All that’s just for starters. I met Kirschman years ago when he wrote two self-published books that stand today as a testament to the keen observer in all of us.

Then I discovered that Kirschman is the guy who, after he served as a juror, sued Marin Country for its “rubber stamping” Grand Jury; donated land for a medical clinic to Point Reyes; gave the Boy Scouts of America an A for Atheist badge (why won’t they thank him?); created a prototype hospital for babies with AIDS in Romania; raised near-extinct farm animals on his own property to help the breeds stay alive.

The Boy Scout badge

And he’s still tinkering with: a fog-to-water device for the next drought; a gear for rickshaws in India that could save millions of drivers from back-breaking passenger loads; ideas for humane treatment of deer, bees, dogs, turkeys and cattle; help for prison inmates and seniors getting it on in communes.

That barely dents the list of Great Ideas he’s come up with, so I just kept writing and writing — five more posts, in fact — to see what makes a guy like this tick. Many of his projects haven’t succeeded, but he’s as proud of them as any others, because commercial achievement has never been his goal. Serving the creative impulse, following one’s passion, more deeply exploring “Strength through Community” (his own motto for West Marin!) — all of these seem to shed light on an astounding drive underneath. Yet none of them comes close.
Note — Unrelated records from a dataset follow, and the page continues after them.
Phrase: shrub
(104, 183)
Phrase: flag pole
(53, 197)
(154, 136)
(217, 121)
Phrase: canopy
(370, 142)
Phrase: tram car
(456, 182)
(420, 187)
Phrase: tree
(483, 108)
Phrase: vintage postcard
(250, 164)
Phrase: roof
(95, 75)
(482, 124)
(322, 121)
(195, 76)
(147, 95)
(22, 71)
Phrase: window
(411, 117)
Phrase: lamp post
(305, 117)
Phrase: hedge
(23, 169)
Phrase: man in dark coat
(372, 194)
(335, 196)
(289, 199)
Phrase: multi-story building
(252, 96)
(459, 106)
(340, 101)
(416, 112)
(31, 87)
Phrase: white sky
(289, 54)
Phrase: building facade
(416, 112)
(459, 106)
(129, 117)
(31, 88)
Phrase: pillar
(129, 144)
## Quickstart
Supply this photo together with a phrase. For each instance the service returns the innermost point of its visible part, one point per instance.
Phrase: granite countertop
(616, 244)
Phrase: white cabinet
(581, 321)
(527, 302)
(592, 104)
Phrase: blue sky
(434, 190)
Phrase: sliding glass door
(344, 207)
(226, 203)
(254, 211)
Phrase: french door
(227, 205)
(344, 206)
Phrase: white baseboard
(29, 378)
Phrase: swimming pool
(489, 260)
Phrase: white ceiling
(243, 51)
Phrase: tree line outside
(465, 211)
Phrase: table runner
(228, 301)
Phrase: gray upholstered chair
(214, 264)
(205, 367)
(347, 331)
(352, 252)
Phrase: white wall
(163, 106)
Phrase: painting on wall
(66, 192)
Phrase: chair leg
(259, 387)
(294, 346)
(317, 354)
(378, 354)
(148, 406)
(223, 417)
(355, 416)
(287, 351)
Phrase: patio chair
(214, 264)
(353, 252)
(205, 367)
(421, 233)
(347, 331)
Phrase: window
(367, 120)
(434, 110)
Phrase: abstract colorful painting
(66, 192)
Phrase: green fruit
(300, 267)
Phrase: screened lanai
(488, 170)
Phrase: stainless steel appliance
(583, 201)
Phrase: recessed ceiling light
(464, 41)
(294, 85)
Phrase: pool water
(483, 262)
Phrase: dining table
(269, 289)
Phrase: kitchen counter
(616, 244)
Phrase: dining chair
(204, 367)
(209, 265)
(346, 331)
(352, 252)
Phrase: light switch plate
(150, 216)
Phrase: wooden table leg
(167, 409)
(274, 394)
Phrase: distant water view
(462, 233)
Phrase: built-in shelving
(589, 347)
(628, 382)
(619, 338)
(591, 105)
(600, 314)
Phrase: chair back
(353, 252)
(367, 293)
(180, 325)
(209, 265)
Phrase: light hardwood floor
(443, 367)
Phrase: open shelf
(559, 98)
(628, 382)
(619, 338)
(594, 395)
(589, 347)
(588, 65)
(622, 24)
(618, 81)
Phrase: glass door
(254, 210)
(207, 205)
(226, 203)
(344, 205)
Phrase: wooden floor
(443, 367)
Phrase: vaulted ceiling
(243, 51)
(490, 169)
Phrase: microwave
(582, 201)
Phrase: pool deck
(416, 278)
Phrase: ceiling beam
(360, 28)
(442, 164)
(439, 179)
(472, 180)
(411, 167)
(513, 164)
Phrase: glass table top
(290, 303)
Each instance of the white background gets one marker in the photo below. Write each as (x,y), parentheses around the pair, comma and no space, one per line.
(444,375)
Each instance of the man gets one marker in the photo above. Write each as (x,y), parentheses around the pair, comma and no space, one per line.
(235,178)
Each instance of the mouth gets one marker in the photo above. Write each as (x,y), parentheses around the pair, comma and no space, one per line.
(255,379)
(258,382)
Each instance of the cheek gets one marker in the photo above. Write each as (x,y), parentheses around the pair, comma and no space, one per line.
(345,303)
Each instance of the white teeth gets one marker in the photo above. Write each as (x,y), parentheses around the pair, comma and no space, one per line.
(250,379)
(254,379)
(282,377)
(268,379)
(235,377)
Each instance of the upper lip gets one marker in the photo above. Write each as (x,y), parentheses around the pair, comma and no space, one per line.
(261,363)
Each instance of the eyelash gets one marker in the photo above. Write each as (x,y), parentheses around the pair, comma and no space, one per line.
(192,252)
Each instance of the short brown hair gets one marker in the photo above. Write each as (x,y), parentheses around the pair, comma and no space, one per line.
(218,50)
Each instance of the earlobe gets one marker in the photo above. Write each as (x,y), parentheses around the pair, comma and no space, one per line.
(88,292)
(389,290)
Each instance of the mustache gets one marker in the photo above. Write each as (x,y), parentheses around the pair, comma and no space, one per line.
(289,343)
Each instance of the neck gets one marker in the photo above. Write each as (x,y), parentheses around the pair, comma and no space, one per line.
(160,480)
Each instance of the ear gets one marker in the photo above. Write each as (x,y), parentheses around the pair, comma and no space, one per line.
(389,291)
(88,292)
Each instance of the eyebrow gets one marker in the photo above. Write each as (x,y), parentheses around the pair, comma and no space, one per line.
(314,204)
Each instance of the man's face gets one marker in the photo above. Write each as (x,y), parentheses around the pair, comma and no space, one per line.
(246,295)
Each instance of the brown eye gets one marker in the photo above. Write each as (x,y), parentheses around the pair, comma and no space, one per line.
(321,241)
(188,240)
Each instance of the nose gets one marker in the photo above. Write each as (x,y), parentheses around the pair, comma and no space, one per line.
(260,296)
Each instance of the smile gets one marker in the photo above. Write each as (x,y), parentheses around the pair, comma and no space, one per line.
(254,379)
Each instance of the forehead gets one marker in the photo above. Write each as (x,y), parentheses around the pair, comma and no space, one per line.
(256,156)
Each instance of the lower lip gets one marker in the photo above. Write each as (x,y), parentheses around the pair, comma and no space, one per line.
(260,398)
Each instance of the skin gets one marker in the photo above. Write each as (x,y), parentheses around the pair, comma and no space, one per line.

And by the way, if the name of Richard Kirschman sounds familiar, he is the brother of police psychologist and mystery writer Ellen Kirschman, whose books I’ve discussed in previous posts. Ellen K’s name rang a distant bell when I saw her first novel in a bookstore.

Gromyko’s desk plaque from early United Nations

Now I think, gee, what a family: Going back a half-century, one discovers that their mother became friends with Eleanor Roosevelt in the early days of the United Nations. Richard was 13 at the time and happened to “borrow” the hand-made desk plaque of USSR ambassador Andrei Gromyko as a memento … ah, but why go on (see Part V).

These are the kind of offbeat facts that I hope will explain so much about an offbeat iconoclast who really does change his world, one idea at a time.